The debate over how many upscale apartments to build in Chapel Hill boils down to this: One side believes that building an over-supply of pricey rentals will sate demand to the point that rents will drop. The other side understands that such supply-and-demand theory only works in a closed system. In an open system, such as Triangle towns that spill across counties so you can’t tell where one burg ends and the next begins, demand is never sated. And people who live here must pay higher taxes to subsidize apartment complex owners.
Simple supply-and-demand can’t be applied to Chapel Hill. If the solution to having some housing affordable to the average worker was to build more high-priced rentals and hope that other apartment buildings would lower their rents in response, New York, San Francisco and Los Angeles would have some of the cheapest rents around. And so would Chapel Hill. According to U.S. Census data, the number of housing units in Chapel Hill grew 50 percent between 1990 and 2010. Yet even adjusted for inflation, rents rose about 10 percent during that time.
Supply and demand would work in the Iowa town where I grew up. Because cities in Iowa are separated from one another by miles and miles of farmland, each town operates as a closed system. People live in the towns where they work. Ever practical Iowans wouldn’t consider living in Dubuque and commuting 100 miles each way to a job in Cedar Rapids. Developers build enough housing in a variety of prices to meet the demand of the people who work there. If a developer builds too much in one price range, prices drop for that product until a new employer comes to town and attracts workers who can afford those homes.

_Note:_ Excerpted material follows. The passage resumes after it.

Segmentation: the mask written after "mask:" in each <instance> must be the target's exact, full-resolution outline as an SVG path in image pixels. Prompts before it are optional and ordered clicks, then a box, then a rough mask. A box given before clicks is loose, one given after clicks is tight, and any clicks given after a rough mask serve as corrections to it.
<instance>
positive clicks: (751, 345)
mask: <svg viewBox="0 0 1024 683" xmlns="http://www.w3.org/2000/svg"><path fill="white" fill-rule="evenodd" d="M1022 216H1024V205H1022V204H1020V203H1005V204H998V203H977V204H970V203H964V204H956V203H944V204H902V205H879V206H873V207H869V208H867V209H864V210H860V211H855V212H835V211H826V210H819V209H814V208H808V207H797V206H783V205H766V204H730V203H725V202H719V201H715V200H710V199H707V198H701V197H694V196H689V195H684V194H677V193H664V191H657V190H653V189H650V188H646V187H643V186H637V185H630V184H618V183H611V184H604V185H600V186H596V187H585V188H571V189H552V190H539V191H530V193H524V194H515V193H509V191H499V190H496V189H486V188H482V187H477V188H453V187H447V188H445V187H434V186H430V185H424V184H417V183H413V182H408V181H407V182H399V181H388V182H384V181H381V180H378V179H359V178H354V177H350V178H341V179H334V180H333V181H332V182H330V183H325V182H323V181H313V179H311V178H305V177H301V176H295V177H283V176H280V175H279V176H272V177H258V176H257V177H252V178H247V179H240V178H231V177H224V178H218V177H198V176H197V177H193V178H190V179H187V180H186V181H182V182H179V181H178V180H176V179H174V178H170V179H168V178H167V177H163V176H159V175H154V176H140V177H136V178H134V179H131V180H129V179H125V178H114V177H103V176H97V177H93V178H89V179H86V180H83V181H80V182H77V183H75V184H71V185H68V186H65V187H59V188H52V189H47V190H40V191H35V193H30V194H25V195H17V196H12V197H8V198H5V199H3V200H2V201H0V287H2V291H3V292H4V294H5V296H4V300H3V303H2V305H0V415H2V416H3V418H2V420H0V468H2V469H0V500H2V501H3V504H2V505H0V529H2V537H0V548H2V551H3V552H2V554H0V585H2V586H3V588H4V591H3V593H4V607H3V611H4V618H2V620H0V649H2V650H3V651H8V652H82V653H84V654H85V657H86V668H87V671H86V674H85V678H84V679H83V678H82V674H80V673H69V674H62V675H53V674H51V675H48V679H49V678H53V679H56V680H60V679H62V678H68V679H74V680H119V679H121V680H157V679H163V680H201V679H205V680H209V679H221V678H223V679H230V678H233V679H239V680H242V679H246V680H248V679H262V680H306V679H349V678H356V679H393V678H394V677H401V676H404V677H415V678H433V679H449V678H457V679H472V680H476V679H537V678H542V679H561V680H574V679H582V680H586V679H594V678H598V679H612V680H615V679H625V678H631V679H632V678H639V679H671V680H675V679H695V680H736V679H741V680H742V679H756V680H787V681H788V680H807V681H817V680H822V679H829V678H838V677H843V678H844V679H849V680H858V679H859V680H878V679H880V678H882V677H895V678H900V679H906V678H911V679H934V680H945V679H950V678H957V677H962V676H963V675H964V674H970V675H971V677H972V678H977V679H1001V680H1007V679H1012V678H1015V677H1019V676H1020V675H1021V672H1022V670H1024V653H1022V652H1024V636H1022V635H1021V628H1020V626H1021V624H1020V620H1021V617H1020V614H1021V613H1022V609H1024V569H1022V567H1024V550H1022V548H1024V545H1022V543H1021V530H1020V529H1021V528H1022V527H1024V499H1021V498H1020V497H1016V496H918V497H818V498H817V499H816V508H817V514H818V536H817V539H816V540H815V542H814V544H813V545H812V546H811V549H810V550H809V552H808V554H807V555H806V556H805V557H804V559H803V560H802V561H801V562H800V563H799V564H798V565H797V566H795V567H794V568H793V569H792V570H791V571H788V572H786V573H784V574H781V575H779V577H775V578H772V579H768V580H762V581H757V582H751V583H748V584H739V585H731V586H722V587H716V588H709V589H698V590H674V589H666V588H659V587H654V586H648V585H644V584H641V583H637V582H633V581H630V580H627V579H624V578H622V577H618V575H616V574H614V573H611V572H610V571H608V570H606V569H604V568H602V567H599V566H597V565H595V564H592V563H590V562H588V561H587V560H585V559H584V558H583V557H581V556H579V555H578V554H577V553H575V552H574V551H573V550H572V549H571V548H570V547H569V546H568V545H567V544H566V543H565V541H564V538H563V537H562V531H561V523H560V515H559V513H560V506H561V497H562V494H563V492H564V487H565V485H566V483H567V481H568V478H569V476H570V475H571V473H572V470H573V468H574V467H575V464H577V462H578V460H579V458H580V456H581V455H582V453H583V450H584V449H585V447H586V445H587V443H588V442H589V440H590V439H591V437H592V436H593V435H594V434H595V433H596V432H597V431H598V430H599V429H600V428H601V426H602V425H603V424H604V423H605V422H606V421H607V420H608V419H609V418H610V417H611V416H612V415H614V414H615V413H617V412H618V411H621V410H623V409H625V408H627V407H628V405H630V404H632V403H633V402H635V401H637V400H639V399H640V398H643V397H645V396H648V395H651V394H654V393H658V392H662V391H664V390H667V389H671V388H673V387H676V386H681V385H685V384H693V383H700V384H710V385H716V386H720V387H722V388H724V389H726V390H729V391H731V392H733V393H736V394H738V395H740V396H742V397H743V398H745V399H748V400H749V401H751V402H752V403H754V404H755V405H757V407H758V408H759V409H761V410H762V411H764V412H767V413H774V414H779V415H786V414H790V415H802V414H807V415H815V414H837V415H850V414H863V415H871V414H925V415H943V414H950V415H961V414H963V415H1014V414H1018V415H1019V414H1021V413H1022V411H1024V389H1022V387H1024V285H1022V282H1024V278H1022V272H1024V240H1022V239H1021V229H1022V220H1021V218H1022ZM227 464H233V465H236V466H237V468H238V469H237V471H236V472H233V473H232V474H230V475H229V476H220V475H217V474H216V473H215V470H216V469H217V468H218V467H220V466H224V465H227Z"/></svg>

But in the Triangle, where towns rub shoulders with one another, it is feasible to live in one town and work in another. Why would people choose to live in Chapel Hill if they worked in Durham? Both places are university towns, have top-notch independent restaurants and lively nightlife, and lovely, tree-lined streets.
People choose Chapel Hill because of the stellar reputation of our public schools. That will continue, as long as our schools turn out high-performing students who get accepted into desirable colleges and universities. Paying top-dollar rent becomes a bargain if parents can enroll their children in free public schools that are on par with private schools demanding high tuition.
During the approval process for Ephesus-Fordham, The Edge and Obey Creek, we heard developers say that only childless people rent apartments. The school board refuted that contention and is in the process of recalculating its projections of how many students various neighborhoods likely will add to the school system.
Residential development costs taxpayers money because the amount of tax revenue generated does not cover the cost of additional schools, police protection, fire trucks and crews, trash pickup and bus service. I would be fine with paying higher taxes, if we were making room for people of all income levels who work in town.
But Chapel Hill does not have enough jobs that pay what people would have to earn to be able to afford the upscale rentals proposed for recently approved developments. The people who move in will work out of town, and the high rents will price out modestly paid workers.
An over-supply of high-rent apartments will turn us into a bedroom community for the well-to-do. Absorbing regional growth by cherry-picking well-off commuters and forcing out the modestly paid who work in town feels wrong.
Nancy Oates is a candidate for Chapel Hill Town Council, founder of the Chapel Hill Watch blog and a former CHN columnist.